Awhile ago I was cleaning up the garage and put the other shoe, the right shoe, in a box that i intended to sort through and give the bulk of its contents to the Salvation Army. Somehow the box found its way to the porch where an unaware Salvation Army representative found it unbeknownst to him containing half of the holiest pair of bowling shoes ever worn. They say the pope and many preachers love to wear insanely expensive Italian shoes. I say fuck that! These shoes screamed brimstone and fire. Remember that Ozzy song "Miracle Man"? No? Well i washed plenty of dishes to it, so I do.
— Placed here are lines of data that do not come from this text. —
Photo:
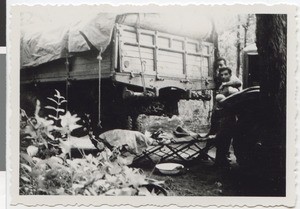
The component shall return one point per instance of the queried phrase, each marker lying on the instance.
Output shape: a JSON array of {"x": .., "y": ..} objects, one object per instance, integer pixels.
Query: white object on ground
[{"x": 169, "y": 168}]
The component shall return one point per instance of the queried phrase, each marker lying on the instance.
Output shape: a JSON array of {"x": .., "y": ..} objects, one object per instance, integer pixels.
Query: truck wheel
[
  {"x": 128, "y": 122},
  {"x": 137, "y": 124}
]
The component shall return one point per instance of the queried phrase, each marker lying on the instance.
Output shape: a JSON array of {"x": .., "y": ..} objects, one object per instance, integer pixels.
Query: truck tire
[{"x": 137, "y": 123}]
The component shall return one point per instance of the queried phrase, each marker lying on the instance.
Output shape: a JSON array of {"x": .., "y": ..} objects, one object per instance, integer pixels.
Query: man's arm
[{"x": 234, "y": 82}]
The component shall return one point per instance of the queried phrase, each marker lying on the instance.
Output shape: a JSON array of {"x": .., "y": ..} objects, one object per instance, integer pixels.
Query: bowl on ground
[{"x": 169, "y": 168}]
He mentions brimstone and fire in that song, and you know that he's talking of that deep south, raise the roof off the sucka evangelical madness, and with the right hair, and right suit, these shoes would have completed the preacher ensemble.
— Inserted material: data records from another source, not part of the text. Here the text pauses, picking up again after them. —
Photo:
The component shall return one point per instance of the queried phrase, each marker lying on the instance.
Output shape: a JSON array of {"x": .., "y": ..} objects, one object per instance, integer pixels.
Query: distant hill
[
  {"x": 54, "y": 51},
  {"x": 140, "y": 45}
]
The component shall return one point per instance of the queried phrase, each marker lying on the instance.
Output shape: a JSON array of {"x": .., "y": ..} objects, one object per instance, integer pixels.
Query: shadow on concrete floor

Oh right, the Salvation Army....anyways so I immediately notice that the box was gone, along with my shoe. I called the Salvation Army and proceeded to have the following conversation with operator, who may have had the best intentions but did little more than mock my anguishing over my lost right shoe.

Salvation Army Operator: Salvation Army

Luke: Yes, I'm calling about a box that was accidentally picked up, that contained a shoe of mine.
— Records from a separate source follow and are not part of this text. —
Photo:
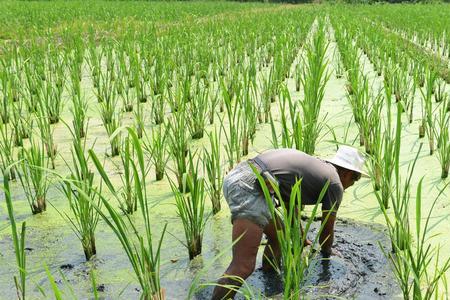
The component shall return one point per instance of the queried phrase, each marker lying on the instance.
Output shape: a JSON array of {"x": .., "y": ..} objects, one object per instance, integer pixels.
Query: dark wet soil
[{"x": 362, "y": 273}]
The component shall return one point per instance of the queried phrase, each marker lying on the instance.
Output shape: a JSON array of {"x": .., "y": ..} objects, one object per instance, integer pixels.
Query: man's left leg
[{"x": 272, "y": 252}]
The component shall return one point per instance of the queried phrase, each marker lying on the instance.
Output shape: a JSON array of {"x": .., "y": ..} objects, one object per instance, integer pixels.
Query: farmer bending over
[{"x": 250, "y": 213}]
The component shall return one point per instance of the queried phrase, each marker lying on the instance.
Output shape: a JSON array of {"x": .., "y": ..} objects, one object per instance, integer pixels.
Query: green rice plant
[
  {"x": 190, "y": 203},
  {"x": 156, "y": 147},
  {"x": 213, "y": 102},
  {"x": 158, "y": 108},
  {"x": 83, "y": 197},
  {"x": 292, "y": 237},
  {"x": 247, "y": 103},
  {"x": 443, "y": 138},
  {"x": 212, "y": 163},
  {"x": 79, "y": 110},
  {"x": 20, "y": 122},
  {"x": 125, "y": 93},
  {"x": 267, "y": 92},
  {"x": 427, "y": 108},
  {"x": 51, "y": 91},
  {"x": 18, "y": 238},
  {"x": 197, "y": 108},
  {"x": 46, "y": 133},
  {"x": 139, "y": 119},
  {"x": 315, "y": 77},
  {"x": 138, "y": 244},
  {"x": 178, "y": 144},
  {"x": 339, "y": 69},
  {"x": 7, "y": 152},
  {"x": 6, "y": 100},
  {"x": 412, "y": 263},
  {"x": 32, "y": 87},
  {"x": 33, "y": 175},
  {"x": 233, "y": 135},
  {"x": 390, "y": 155},
  {"x": 439, "y": 93},
  {"x": 128, "y": 203}
]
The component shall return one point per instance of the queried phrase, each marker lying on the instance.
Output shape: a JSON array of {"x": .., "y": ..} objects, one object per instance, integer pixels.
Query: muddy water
[{"x": 363, "y": 272}]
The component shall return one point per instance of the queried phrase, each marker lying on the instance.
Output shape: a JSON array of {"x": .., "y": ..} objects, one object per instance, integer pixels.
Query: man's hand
[{"x": 327, "y": 235}]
Salvation Army Operator: A single shoe sir? Why do you want a single shoe back?

Luke: Well, it's a bowling shoe that I have certain connections to. I feel very strongly about that shoe.

Salvation Army Operator;: What does the shoe look like? Can you describe it for me?

At this point I realized she was fucking with me, and had no intention of helping me find my shoe. She just wanted me to pour out my heart about the shoes flames and yellow laces, which I did. She also started laughing, not out right belly laughing, but subdued laughing not unlike the sort that goes on at funerals or weddings when you shouldn't be laughing. I made a mental note of this as to remember what charity should and shouldn't get my old Motley Crue shirts and corduroy pants when the appropriate time arrives.

Salvation Army Operator: Flames? Wow, that sounds like a fancy shoe. Thing is, we gets thousands of items everyday and to search through dozens of trucks to find a single shoe is probably not something any of our workers would want to do.

Luke: Well can't you put out an A.P.B., you know, to really get the word out?

Salvation Army Operator: Sir, we're not the police, that's not what we do. I can ask around and maybe one of the truckers might have seen the shoe, but I'd say your chances of getting the shoe back are probably very slim. I'm sorry darlin'.

Needless to say, when it came time to part with my Motley Crue tour shirts and extensive collection of corduroy pants, the Salvation Army was not notified. It's hard to keep an eternal middle fingered extended in the general direction of a charitable organization, but I try my best. Oh lord do I try.

My beloved right, flame covered bowling shoe, RIP
1998-2010

1 comment:

Hellofacey said...

Awe :( I almost cried a little bit. Almost.